Ojciec Święty miał sutannę na sobie w czasie zamachu na jego życie na Placu św. Piotra w Rzymie. Relikwię przekazał kard. Stanisław Dziwisz, wieloletni sekretarz Papieża-Polaka.

„Trudno ją było dłużej trzymać w domu, trzeba było ją przekazać w miejsce, gdzie będzie przechowywana. Niech będzie ona świadkiem tego zamachu, ale także i świadkiem wielkości Jana Pawła II -– powiedział metropolita krakowski.

Od dziś cenna relikwia będzie wystawiona na widok publiczny w jednej z kaplic kościoła górnego sanktuarium św. Jana Pawła II, będącego częścią papieskiego Centrum „Nie lękajcie się!” w Krakowie.

Dziś mija 34. rocznica tych tragicznych wydarzeń.

Do zamachu doszło 13 maja 1981 roku. Mehmet Ali Agca trafił papieża w rękę i w brzuch. Papież trafił do polikliniki Gemelli, gdzie był operowany przez 6 godzin. Mimo rehabilitacji, odniesione rany poważnie odbiły się na jego zdrowiu.

 Kard. Dziwisz opowiadał, jak to Ojciec Świętywybaczył strzelającemu do niego już w drodze do szpitala.

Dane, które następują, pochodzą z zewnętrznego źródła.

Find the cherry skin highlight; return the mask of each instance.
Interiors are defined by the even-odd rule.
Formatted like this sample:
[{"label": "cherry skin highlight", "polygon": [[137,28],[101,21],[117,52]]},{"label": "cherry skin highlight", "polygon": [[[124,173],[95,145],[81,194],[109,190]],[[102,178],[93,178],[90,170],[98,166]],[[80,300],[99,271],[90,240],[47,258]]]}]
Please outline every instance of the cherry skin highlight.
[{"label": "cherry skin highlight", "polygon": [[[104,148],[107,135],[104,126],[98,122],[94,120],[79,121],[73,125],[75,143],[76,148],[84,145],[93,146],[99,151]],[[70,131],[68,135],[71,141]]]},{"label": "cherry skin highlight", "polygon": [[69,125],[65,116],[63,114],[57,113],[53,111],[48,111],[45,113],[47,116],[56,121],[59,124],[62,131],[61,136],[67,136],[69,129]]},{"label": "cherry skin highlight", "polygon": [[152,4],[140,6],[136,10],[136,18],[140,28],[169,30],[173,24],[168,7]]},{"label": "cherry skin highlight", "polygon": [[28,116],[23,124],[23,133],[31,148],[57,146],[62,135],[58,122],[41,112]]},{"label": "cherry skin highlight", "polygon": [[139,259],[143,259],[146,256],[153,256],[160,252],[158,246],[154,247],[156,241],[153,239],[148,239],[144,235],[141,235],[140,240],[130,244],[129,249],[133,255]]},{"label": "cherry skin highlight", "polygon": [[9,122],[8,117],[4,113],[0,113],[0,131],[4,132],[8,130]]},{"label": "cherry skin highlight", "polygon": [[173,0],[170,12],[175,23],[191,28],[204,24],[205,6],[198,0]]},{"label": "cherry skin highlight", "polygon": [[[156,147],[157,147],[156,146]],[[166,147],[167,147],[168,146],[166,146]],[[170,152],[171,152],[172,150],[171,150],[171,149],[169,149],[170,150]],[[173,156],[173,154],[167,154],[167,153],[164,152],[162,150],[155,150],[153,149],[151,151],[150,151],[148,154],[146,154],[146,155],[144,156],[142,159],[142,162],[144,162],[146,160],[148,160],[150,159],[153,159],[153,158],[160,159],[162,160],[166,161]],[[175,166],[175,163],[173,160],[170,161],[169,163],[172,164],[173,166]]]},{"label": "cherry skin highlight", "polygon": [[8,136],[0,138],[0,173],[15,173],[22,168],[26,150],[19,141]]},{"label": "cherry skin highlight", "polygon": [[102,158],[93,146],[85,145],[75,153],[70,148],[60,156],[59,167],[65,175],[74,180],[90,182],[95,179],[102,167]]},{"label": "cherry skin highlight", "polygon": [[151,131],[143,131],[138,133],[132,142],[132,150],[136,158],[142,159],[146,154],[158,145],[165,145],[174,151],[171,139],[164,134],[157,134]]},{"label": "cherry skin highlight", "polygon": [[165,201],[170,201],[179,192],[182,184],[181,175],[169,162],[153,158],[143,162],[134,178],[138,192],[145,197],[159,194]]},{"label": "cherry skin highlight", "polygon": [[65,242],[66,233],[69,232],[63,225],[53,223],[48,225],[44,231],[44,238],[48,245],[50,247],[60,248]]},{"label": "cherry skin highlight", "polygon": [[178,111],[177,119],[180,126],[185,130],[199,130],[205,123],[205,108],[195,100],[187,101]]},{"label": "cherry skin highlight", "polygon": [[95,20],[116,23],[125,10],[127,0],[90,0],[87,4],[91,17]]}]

"Jeszcze był przytomny, modlił się coraz ciszej i słyszałem, jak przebaczył temu, kto popełnił ten zamach. Nie wiedział, kto to jest, ale już wtedy przebaczył, zanim stracił przytomność. Wtedy, po zamachu, zrozumieliśmy, że mamy do czynienia z człowiekiem świętym, który przebaczył przestępcy, zamachowcowi. Co więcej - nazwał go bratem" - wspominał metropolita.